Enter Jekyll. A static site generator that makes it easier for designers and front-end developers to make a simple, fast website. It has a built-in template language and even pre-made themes that are available here, here, and you can find more of them on GitHub.

I think Jekyll is a really good solution for someone who wants to learn more about coding and needs to bootstrap a polished website quickly. It can be the perfect fit for a small project where advanced functionality is not needed.

To create your website with this method, you will need to have basic knowledge of the Liquid template language, terminal, git, HTML/CSS, and the Jekyll framework. If you are new to all these tools, there are plenty of tutorials online to learn all of this.

In this post, I will show you how to setup your finished Jekyll website with a custom domain, free hosting with GitHub pages, and a secure https connection.

I assume you already pushed your Jekyll project to GitHub.

GitHub repository setup

First, enable GH pages. Either name your repository as “{your-username.github.io}” or navigate to the repository settings and under GitHub Pages / Source. Select the master branch. You can find the steps here.

Github repo settings

GitHub will create your website and it should be visible by going either to {your-username}.github.io or {your-username}.github.io/{your-repository}, depending on the type of method you chose earlier. Test your website by going to the URL.

GitHub provides a Ruby gem that you will need to add to your Gemfile. The Jekyll documentation provides instructions here on how to do it under “The github-pages gem”.

Afterwards, go back to GH Pages settings and enable the custom domain option by typing in the domain you plan to use.

Github repo settings

Be sure to add a CNAME file in the GitHub repository root directory with your domain in it e.g. yourwebsite.com

CNAME record

All that’s left to do is to connect your custom domain to the GitHub repository.

Connecting your domain to Cloudflare

Purchase your desired domain. A frequently used domain registrar is GoDaddy. Quite often you can get a large discount and pay only 0.99p for the first year. I recommend going to Google and searching for coupons. This way I found a coupon that offered me a discount.
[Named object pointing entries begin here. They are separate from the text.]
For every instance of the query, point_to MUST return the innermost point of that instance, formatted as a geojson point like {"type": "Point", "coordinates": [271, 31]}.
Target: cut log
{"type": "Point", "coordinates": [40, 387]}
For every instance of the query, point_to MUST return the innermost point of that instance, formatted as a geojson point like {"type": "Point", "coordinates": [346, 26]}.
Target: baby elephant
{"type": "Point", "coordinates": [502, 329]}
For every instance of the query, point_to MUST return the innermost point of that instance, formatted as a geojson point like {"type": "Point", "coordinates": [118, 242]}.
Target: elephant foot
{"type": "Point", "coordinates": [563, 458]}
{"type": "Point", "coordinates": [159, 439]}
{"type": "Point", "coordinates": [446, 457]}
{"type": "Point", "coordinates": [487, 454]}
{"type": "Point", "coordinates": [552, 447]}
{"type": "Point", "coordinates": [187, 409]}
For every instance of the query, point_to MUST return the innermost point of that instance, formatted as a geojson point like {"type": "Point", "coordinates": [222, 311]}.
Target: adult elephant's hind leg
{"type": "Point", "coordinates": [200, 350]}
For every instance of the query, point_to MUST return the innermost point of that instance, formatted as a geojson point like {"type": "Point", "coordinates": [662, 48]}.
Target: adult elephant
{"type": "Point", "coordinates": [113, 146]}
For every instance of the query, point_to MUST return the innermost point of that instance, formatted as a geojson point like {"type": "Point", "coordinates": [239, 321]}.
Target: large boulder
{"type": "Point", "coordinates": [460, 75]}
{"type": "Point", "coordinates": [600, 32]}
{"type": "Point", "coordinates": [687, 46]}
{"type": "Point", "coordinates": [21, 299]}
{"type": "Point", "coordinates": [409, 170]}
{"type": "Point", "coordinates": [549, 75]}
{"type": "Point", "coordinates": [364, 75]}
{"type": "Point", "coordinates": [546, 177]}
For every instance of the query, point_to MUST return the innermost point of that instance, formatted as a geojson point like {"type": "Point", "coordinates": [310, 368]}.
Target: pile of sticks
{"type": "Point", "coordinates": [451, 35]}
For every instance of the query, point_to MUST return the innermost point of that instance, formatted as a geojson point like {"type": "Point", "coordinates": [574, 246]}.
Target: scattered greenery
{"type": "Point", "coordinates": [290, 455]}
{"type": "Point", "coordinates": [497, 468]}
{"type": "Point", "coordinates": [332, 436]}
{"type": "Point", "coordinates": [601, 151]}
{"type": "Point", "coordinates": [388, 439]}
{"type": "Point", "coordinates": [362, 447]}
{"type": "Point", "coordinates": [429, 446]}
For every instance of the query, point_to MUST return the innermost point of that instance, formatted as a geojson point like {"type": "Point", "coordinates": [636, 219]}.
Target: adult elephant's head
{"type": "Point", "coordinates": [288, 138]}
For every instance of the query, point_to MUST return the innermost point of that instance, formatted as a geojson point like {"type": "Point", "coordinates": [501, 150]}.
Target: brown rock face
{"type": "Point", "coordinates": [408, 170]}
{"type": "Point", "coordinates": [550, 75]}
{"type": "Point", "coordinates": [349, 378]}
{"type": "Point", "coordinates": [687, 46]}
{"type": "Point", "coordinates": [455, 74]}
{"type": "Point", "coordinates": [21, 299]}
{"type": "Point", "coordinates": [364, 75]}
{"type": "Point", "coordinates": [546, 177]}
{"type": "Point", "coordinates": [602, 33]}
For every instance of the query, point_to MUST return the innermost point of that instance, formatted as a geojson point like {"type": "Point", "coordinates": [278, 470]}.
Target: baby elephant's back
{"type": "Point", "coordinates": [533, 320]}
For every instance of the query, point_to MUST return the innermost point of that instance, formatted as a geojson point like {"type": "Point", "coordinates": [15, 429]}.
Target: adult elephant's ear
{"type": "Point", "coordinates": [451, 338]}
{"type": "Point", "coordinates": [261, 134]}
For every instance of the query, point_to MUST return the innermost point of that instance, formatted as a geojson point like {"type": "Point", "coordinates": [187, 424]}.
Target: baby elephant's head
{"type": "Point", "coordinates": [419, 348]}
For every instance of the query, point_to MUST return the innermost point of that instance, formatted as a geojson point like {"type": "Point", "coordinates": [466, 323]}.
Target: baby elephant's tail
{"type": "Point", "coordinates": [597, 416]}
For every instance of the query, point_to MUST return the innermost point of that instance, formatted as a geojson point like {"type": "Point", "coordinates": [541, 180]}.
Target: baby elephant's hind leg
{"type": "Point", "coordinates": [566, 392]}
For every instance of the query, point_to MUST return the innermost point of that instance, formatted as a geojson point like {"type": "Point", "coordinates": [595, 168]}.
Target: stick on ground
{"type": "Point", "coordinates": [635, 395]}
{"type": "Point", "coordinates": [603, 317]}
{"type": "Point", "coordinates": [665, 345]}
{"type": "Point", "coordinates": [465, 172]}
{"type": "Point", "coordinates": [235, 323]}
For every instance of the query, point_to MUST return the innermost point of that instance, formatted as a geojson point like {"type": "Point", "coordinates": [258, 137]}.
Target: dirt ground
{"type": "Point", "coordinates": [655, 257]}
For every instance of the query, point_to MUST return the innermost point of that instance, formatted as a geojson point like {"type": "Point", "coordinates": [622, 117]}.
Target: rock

Then you have to register an account on Cloudflare. It offers a lot of useful features, mainly a CDN, security, and DNS management. It will allow your website to have a secure https connection.

Once you have a domain ready, navigate to your DNS settings and change your domain nameservers to Cloudflare. The two nameservers will be shown to you in the newly created Cloudflare account. Here is a specific guide on how to change the nameservers. The procedure might be slightly different depending on which domain registrar was used to purchase the domain.

Point your domain to your Jekyll project repository

Once you have connected your domain to Cloudflare, under the DNS section, you will need to point it to your repository by adding two A records with GitHub IP addresses. As of this writing, GitHub IP addresses are 192.30.252.153 and 192.30.252.154. Double check if that’s still the case here. A WWW CNAME record will redirect www sub domain requests to the main URL.

Cloudflare DNS section

Then navigate to the Crypto section and enable Full SLL (not Strict).

Cloudflare Crypto section

Keep in mind that the connection between Cloudflare and the repository is not encrypted, so you shouldn't use this setup for sensitive data, and all of the project code and data is public.

There you have it. By now you should have a fully functional website with free GitHub hosting and a custom domain with an https connection.